What is astonishing when you walk into the first room of the exhibition, is the size of the works and of the space. As Joan Mitchell’s series “La Grande Vallée”, painted in 1983-1984 is reunited after four decades, Claude Monet’s 13 m long triptych “Agapanthus” , held in three different American museums, Cleveland, St Louis and Kansas city’s Nelson Atkins, is also reassembled for the first time since 1956. At the time when it is rumored that Bernard Arnault is buying the global gallery Gagosian, this very luxurious exhibition takes the allure of a coup. The rooms are sometimes a little sparse with large white walls creating a void in the continuity of the exhibition but the confrontation between the two 20 th century artists works well.
There are some moving moments where Monet’s studies of irises dialogue with Mitchell’s pastels of “Saccades”, based on poems by Jacques Dupin and Monet’s very abstract red “Japanese bridge” or “The artist’s house seen from the rose garden” clash well with her canvases. Mitchell (1925-1992) had an interesting literary life. After graduating from the Art Institute in Chicago, she travelled extensively in Europe and married, in the Lavandou in 1949, the avant-garde publisher Barney Rosset, who founded Grove (now Grove Atlantic) and is famous for having published Samuel Beckett in America. She became part of the New York School in the 1950’s, along Helen Frankenthaler and Elaine de Kooning and participated in the Ninth Street show organized by Leo Castelli in 1951.

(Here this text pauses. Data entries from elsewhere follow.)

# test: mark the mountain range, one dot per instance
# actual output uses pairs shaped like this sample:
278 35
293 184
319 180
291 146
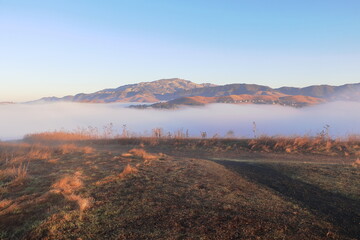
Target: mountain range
168 93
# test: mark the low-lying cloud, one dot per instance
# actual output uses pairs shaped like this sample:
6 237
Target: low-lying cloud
16 120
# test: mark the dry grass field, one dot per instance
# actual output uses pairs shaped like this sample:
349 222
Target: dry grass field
61 186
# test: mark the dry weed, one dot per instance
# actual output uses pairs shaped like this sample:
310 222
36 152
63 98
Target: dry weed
356 163
67 186
128 170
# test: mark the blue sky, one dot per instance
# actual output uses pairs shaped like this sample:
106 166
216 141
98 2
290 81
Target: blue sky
56 48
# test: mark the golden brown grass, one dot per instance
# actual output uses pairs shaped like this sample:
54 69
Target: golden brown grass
356 163
67 186
127 170
305 144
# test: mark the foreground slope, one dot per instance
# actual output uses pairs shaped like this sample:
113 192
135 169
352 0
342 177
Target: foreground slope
178 189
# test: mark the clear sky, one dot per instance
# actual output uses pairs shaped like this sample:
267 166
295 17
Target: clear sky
62 47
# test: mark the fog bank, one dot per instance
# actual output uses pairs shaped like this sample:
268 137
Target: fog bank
16 120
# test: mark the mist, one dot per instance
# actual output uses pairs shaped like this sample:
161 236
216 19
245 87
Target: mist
17 120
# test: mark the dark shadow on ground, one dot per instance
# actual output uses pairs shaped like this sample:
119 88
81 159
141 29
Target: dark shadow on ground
336 208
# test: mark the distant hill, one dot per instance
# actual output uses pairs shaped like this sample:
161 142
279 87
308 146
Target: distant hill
294 101
177 91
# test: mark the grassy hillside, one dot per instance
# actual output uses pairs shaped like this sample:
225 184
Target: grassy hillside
149 188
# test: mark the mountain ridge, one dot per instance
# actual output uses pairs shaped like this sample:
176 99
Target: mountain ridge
176 88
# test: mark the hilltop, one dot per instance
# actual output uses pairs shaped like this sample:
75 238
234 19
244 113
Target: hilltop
177 91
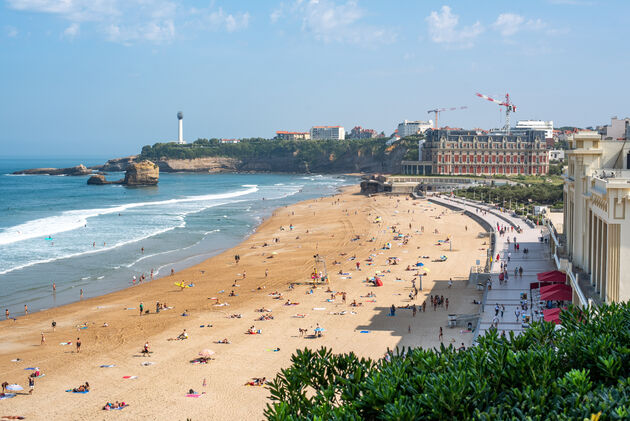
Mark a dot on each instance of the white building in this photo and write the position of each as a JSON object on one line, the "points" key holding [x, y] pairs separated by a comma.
{"points": [[617, 129], [597, 213], [328, 132], [556, 155], [408, 128], [180, 132], [547, 126]]}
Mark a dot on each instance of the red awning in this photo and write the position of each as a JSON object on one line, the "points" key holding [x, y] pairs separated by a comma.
{"points": [[540, 284], [552, 315], [557, 292], [553, 274]]}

When arriving in Paris in 1955, she meets Canadian artist Jean Paul Riopelle and spends time with Sam Francis and Shirley Jaffe. Then the Whitney Museum acquires one of her works at the Venice Biennale and she takes part in the Documenta in 1958. Her first major show in France will be at the Museum of Modern Art Paris in 1982. She declared at the time how influenced she was by the light and the fields in Normandy. Thirty years after her death in Paris, this new retrospective pays a wonderful tribute to the artist.

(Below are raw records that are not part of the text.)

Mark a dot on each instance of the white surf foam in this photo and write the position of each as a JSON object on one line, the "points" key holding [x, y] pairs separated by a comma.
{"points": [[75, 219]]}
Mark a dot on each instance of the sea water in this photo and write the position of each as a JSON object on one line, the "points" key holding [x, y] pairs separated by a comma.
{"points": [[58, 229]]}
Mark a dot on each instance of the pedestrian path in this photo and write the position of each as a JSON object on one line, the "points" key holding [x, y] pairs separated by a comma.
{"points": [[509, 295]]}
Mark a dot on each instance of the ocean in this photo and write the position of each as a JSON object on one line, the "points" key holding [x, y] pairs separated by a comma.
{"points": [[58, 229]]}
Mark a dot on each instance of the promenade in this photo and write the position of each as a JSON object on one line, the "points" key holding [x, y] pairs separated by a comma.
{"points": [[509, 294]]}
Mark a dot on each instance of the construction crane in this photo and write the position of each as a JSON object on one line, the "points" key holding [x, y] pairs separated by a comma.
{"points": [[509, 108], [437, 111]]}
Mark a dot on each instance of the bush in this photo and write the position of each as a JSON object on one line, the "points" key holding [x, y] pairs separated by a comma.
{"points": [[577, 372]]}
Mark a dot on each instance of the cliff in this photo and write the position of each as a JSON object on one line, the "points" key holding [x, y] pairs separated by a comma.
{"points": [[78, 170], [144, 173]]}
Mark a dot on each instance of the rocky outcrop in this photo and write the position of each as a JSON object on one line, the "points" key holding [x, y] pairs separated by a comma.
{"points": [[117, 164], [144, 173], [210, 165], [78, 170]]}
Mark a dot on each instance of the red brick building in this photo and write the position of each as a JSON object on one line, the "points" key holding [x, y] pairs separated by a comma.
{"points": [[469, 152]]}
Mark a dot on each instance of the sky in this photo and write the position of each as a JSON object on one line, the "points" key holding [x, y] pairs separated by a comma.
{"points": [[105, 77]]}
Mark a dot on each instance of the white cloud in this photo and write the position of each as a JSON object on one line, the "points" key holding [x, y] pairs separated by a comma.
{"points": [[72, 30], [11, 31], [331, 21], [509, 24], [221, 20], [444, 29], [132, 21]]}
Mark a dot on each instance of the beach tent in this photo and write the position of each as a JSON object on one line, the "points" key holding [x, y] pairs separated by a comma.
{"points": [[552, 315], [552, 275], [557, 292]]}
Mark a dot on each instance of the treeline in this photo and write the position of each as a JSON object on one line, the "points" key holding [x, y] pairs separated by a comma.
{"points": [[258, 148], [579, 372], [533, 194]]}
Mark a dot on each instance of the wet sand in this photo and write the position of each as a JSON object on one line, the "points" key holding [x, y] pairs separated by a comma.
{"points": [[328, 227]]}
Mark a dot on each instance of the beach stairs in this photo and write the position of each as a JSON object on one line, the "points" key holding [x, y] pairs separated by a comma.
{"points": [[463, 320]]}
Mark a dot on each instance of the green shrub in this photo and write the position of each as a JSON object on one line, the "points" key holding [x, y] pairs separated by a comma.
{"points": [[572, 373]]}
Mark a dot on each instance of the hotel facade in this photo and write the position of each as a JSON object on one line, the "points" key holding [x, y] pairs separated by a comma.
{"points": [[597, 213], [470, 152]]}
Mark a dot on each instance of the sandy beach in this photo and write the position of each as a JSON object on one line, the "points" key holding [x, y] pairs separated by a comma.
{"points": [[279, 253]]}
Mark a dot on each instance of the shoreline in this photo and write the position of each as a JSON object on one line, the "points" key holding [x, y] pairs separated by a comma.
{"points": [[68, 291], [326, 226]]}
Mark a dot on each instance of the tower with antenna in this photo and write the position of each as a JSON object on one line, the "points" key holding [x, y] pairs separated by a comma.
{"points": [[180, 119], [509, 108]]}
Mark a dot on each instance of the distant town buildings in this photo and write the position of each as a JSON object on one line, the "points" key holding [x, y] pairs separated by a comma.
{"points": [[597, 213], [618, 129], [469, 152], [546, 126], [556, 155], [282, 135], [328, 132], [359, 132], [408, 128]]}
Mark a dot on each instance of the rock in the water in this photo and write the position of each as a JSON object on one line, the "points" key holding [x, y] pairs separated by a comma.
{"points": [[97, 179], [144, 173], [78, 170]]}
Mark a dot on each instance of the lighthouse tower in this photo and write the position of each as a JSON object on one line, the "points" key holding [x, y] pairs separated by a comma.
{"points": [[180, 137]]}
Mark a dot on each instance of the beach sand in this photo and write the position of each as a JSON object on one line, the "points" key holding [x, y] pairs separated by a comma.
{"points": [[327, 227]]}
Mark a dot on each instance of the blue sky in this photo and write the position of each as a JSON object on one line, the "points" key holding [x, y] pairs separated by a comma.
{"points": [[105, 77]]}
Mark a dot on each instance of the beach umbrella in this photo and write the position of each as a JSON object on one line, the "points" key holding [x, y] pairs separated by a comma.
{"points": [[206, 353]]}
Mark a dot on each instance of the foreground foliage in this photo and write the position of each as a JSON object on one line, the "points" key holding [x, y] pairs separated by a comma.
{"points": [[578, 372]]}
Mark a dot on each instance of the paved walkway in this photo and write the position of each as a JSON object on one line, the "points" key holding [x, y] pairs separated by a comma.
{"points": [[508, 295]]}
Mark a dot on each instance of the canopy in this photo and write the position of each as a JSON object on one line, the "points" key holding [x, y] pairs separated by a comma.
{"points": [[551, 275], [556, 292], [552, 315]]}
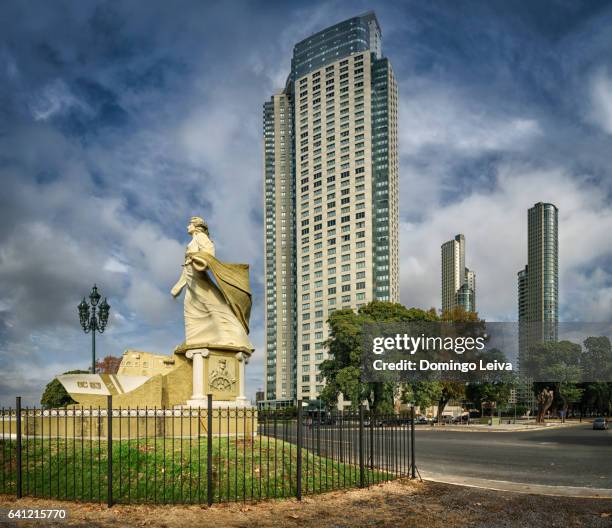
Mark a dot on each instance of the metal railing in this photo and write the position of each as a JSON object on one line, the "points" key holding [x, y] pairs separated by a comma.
{"points": [[191, 455]]}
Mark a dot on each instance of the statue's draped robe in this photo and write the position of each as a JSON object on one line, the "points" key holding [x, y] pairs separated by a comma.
{"points": [[215, 314]]}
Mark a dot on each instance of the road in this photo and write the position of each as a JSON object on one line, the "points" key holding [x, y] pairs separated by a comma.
{"points": [[571, 456]]}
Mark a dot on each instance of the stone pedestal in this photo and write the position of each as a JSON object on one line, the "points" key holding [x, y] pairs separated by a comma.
{"points": [[220, 371], [197, 355]]}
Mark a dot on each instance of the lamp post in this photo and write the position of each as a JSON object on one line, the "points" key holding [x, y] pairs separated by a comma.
{"points": [[93, 322]]}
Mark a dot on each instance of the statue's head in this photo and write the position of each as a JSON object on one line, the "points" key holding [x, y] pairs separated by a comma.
{"points": [[197, 224]]}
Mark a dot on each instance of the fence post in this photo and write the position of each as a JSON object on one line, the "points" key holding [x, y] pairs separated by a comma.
{"points": [[361, 461], [299, 453], [412, 461], [109, 456], [19, 468], [209, 482], [371, 439]]}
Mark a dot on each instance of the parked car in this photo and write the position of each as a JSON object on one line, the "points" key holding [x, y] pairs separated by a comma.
{"points": [[600, 423], [444, 419]]}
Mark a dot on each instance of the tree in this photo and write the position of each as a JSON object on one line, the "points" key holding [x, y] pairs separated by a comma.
{"points": [[108, 365], [560, 364], [454, 390], [55, 395], [497, 391], [342, 371]]}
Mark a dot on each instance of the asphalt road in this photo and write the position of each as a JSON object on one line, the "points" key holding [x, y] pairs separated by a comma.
{"points": [[572, 456]]}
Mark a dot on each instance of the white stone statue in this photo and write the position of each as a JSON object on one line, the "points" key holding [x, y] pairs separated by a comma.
{"points": [[216, 312]]}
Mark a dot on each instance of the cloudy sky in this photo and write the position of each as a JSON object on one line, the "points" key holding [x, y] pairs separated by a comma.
{"points": [[120, 120]]}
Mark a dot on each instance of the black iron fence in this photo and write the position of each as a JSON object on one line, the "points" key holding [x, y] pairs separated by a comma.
{"points": [[144, 455]]}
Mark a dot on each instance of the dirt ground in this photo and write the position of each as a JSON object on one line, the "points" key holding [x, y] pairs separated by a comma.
{"points": [[397, 504]]}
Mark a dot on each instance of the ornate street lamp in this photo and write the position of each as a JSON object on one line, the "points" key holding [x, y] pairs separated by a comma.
{"points": [[92, 322]]}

In Pantin, at the superb galerie Thaddaeus Ropac, Miquel Barceló shows large scale still lives with sea creatures, flowers and shells, sometimes invaded by a donkey or a cow. This time the Mallorcan artist has integrated “dusty and sizzling” charcoal with vibrant pigment blown directly onto the canvas, thus creating grisaille. One painting from this series is part of the exhibition “Les Choses” at the Louvre at the moment.

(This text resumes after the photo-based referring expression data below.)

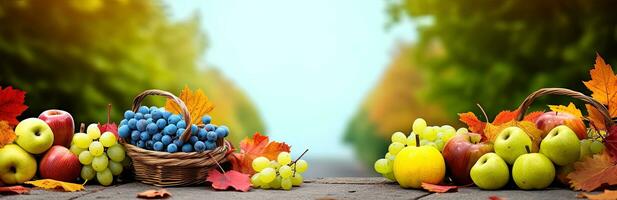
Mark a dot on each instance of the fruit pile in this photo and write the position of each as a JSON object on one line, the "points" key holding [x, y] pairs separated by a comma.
{"points": [[101, 155], [159, 130], [281, 173]]}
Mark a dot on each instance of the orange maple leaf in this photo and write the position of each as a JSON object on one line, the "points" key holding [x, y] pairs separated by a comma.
{"points": [[251, 148], [196, 102], [603, 85], [6, 133], [593, 172]]}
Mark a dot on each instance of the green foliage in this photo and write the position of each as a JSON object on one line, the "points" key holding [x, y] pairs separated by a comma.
{"points": [[80, 55], [496, 52]]}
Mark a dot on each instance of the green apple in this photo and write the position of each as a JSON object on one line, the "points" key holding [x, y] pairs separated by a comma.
{"points": [[510, 143], [533, 171], [490, 172], [561, 145], [16, 166], [34, 135]]}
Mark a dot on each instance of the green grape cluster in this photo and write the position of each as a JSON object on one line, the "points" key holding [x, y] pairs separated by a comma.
{"points": [[101, 155], [435, 136], [281, 173]]}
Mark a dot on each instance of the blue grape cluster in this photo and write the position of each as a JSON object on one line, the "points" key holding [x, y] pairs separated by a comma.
{"points": [[159, 130]]}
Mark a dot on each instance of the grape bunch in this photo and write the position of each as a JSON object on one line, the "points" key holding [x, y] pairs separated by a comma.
{"points": [[159, 130], [101, 155], [281, 173], [436, 136]]}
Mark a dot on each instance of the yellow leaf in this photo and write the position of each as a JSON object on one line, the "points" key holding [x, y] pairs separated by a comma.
{"points": [[571, 108], [196, 102], [603, 85], [54, 184], [491, 131]]}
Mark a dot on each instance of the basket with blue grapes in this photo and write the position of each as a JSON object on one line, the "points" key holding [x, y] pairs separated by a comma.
{"points": [[166, 149]]}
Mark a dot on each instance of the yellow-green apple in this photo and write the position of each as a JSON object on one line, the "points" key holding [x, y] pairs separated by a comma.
{"points": [[510, 143], [34, 135], [549, 120], [533, 171], [461, 153], [490, 172], [16, 165], [60, 164], [61, 124], [561, 145]]}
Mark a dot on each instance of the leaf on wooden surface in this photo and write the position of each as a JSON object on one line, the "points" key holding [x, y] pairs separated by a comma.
{"points": [[603, 85], [439, 188], [571, 109], [606, 195], [7, 135], [54, 184], [251, 148], [593, 172], [196, 102], [232, 178], [11, 104], [154, 194], [18, 189]]}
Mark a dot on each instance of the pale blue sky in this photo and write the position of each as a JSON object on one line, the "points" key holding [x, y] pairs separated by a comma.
{"points": [[307, 65]]}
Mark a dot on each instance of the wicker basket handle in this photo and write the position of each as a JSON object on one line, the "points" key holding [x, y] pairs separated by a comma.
{"points": [[187, 117], [565, 92]]}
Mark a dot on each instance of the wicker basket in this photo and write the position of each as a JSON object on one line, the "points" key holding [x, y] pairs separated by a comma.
{"points": [[564, 92], [173, 169]]}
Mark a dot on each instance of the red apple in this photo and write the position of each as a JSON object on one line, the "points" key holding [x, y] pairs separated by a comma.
{"points": [[61, 124], [549, 120], [461, 153], [60, 164]]}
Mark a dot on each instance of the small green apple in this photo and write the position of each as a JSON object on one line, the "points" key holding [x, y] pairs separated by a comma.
{"points": [[34, 135], [533, 171], [16, 166], [561, 145], [510, 143], [490, 172]]}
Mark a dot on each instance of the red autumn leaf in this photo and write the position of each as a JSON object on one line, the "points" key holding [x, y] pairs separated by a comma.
{"points": [[251, 148], [14, 190], [439, 188], [154, 194], [232, 178], [109, 127], [11, 104], [593, 172]]}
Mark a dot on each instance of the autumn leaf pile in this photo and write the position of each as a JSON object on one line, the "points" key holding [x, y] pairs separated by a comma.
{"points": [[593, 172]]}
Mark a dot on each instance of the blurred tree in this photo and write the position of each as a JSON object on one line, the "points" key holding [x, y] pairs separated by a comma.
{"points": [[497, 52], [80, 55]]}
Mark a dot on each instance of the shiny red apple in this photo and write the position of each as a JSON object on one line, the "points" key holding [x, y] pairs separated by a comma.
{"points": [[461, 153], [61, 124], [549, 120], [60, 164]]}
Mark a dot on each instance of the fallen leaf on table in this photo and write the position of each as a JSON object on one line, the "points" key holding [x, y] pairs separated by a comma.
{"points": [[480, 127], [196, 102], [11, 104], [54, 184], [571, 109], [154, 194], [439, 188], [231, 178], [593, 172], [603, 85], [251, 148], [7, 135], [14, 190], [606, 195]]}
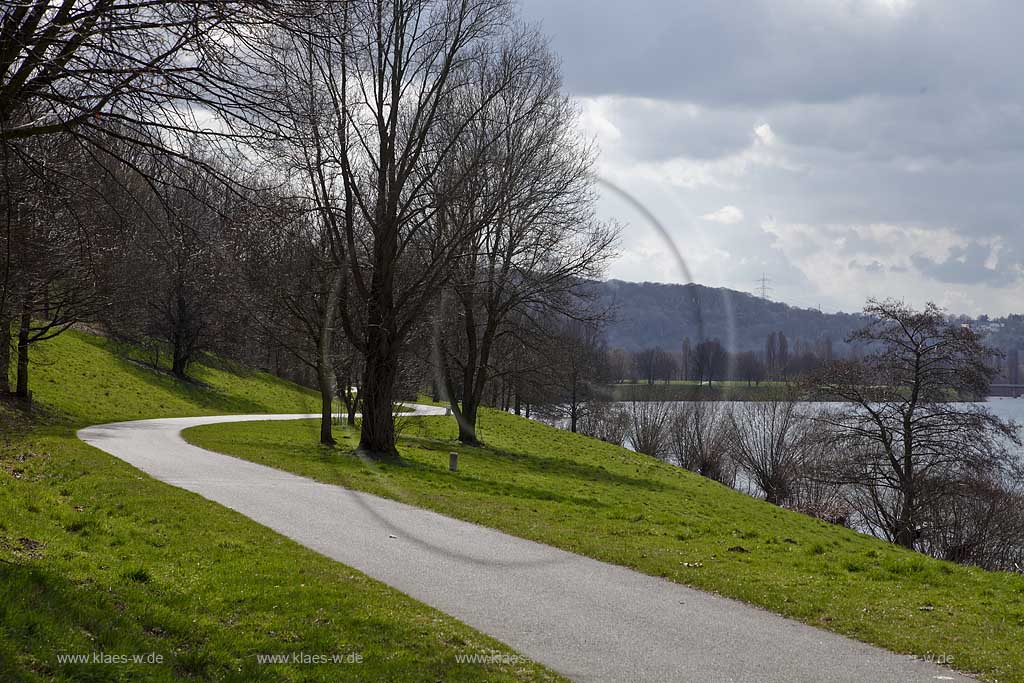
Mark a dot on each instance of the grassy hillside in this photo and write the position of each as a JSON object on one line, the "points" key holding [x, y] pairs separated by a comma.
{"points": [[99, 560], [611, 504]]}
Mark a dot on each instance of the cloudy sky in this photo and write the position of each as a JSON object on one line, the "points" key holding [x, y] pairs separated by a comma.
{"points": [[844, 147]]}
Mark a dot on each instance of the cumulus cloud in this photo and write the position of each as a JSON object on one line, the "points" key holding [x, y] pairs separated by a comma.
{"points": [[727, 215], [878, 141]]}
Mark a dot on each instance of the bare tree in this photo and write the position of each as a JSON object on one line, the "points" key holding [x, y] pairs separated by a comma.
{"points": [[699, 440], [649, 423], [605, 421], [901, 437], [536, 238], [770, 442]]}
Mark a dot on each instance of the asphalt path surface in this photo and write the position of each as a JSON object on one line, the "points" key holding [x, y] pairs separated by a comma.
{"points": [[588, 620]]}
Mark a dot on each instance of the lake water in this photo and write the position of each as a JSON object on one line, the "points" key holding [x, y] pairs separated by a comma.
{"points": [[1007, 409]]}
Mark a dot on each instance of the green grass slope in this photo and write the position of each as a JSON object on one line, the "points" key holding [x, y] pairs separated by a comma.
{"points": [[611, 504], [99, 560]]}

The Pantin gallery is one of the most cheerful places for art around Paris and I recommend that you go by car because public transportation is a little tiring. But once you get there, a sweet little cafeteria welcomes you and the light in the building is a great boost. Barceló is known for his mixed media paintings, ceramics and the famous terracotta decor of Palma de Mallorca’s cathedral. He also worked in Africa creating sculptures with the Dogons in Mali.
Until January 7 at Thaddaeus Ropac Pantin.
Joan Mitchell is at Fondation Louis Vuitton until February 27.